Click here to read my review of Stoneman’s Raid by Chris Hartley and please enjoy this interview with the author.
Q: What made you decide to start writing?
Hartley: In short, reading. I read (and still read) all the time. Early on, I came to admire the authors of the books I read. Not only did it spark my interest in becoming a writer myself, but it also helped me learn how to write. During my high school career, some teachers complimented me on my own writing and encouraged me to do something with that in my career. I took their advice and went on to get a journalism degree in college. I found that I enjoyed it to the point that I use it both in my day job in marketing communications and in my avocation of writing about military history.
Q: Why did you select the subject of George Stoneman and his famous raid of April 1865?
Hartley: I grew up in Wilkesboro, (NC) one of the communities that Stoneman’s raiders struck in 1865. It occurred to me that there was little written about this raid, even though it was probably the biggest single event in that area during the Civil War, so I set out to correct that.
Q: As a Southern man, did you find it hard writing an account of one of the most famous and destructive Union raids through the South and particularly through Western North Carolina.
Hartley: Not at all. I enjoy research and let the facts stand for themselves, whatever my personal feelings may be in the matter.
Q: Your two books are both about military history, particularly from the War for Southern Independence. Which were you first a writer or a history researcher?
Hartley: It is a bit of a chicken and egg sort of thing. True stories about normal people doing great things appealed to me, and my parents encouraged that by giving me plenty of books about history and also taking me on trips to historical sites. Thus, I fell in love with history about the same time that I began to write.
Q: Does your military history interest as a writer extend to other periods?
Hartley: It does – I am very interested in all periods of American military history.

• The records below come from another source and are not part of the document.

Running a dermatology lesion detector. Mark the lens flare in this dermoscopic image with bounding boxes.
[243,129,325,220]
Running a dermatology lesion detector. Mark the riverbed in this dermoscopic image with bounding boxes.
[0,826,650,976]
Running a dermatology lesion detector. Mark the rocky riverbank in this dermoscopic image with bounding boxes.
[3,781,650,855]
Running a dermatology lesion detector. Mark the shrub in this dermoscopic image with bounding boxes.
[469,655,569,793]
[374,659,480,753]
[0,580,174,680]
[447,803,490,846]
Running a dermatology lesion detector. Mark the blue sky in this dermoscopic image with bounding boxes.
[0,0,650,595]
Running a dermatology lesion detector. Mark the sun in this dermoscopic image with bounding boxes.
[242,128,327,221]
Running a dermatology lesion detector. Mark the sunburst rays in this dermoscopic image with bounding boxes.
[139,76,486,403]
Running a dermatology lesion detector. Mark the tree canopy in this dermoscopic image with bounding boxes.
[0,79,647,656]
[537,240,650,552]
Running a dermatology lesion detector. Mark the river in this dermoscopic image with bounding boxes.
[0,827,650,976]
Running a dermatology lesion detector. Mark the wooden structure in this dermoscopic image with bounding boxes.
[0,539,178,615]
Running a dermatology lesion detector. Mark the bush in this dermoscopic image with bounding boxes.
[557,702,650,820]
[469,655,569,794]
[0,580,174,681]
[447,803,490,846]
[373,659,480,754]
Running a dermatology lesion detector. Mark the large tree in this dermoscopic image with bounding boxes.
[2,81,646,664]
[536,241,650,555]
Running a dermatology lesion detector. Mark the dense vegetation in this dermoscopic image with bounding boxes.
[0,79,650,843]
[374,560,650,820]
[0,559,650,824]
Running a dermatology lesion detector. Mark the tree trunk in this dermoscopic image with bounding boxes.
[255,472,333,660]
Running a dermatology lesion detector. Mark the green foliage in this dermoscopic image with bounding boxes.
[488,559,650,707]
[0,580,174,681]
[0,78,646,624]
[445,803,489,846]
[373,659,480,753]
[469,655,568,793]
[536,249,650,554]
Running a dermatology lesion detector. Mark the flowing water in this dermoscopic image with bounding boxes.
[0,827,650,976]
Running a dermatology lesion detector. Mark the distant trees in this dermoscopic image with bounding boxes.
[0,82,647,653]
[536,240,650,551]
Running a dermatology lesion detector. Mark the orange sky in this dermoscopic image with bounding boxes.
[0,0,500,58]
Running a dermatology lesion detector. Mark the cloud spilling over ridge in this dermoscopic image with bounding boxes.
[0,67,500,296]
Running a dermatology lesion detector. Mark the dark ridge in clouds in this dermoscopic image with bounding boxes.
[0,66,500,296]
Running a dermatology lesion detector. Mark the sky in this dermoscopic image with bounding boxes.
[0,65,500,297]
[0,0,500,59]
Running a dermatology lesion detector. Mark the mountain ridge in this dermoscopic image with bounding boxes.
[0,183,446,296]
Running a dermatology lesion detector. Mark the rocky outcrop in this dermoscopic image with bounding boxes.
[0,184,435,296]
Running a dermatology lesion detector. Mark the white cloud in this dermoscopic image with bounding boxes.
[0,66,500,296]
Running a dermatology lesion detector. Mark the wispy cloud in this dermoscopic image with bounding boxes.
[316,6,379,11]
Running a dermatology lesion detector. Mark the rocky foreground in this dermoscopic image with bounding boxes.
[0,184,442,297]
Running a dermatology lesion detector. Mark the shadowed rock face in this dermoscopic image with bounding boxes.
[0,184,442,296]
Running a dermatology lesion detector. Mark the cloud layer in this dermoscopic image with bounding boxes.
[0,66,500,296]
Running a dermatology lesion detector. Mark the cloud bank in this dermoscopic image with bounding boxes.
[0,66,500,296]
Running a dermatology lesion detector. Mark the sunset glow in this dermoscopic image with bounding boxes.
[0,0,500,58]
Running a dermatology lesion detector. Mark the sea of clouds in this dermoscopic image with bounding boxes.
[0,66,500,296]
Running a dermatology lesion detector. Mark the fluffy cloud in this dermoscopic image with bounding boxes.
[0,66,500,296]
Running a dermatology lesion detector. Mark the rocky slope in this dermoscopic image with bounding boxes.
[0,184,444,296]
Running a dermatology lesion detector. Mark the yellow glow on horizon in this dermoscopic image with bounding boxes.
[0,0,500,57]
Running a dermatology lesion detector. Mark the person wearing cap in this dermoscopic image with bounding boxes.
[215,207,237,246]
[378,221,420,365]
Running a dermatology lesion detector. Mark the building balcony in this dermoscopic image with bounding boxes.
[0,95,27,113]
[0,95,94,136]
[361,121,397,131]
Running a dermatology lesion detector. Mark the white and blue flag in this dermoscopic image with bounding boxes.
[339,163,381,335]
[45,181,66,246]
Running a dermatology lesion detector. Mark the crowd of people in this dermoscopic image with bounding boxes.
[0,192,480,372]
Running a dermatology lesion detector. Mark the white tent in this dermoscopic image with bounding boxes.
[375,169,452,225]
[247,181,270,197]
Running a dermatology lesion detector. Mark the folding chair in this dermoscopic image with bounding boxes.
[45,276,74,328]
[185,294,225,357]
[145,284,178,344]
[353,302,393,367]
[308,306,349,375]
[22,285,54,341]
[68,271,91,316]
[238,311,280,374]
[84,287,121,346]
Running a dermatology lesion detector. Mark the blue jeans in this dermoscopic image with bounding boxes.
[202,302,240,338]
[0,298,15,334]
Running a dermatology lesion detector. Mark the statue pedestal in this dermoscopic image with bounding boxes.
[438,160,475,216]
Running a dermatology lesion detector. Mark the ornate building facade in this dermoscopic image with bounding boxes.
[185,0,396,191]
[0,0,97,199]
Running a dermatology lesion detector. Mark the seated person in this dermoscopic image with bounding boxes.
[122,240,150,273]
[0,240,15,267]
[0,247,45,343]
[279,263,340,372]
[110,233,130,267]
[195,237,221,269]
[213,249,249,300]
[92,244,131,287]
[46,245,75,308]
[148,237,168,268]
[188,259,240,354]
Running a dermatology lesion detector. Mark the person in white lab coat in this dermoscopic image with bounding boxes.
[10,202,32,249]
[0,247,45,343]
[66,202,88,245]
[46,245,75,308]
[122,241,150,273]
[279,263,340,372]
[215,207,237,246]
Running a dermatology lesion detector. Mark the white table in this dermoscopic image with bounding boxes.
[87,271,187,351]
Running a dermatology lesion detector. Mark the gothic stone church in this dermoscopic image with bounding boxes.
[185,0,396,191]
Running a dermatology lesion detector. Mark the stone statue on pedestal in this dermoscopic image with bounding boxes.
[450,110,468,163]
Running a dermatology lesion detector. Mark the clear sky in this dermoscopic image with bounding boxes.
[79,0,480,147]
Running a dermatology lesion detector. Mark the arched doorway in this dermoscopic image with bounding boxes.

Q: I see your previous book, “Stuart’s Tarheels: James B. Gordon and His North Carolina Cavalry in the Civil War” has been recently re-released by McFarland Publishers after years of being out of print. Was writing about the most famous Confederate soldier from your home town a labor of love?
Hartley: There’s a theme here. I like to dig into topics no one knows much about – and also into topics that are “close to home.” So, my Gordon project, in many ways, it was not unlike my Stoneman’s Raid project. General Gordon was one of those unknown actors on the big stage that is the Civil War. He also was born and raised in my hometown, so I set out to learn about his life and times and put it on paper.
Q: Do you have any other projects in progress?
Hartley: Yes – I’m taking a break from the Civil War to dive into another passion of mine, World War II. I’m writing the story of a draftee from North Carolina who died in one of the ugliest battles the U.S. Army ever fought, the Heurtgen Forest. I’m lucky to have access to the soldier’s letters home from both training and the front, and it is shaping up to be a sad but powerful story of that battle and what it did to one family. The soldier was my wife’s grandfather.
Q: Is there anything else you would like to add before we conclude?
Hartley: Thanks for the opportunity!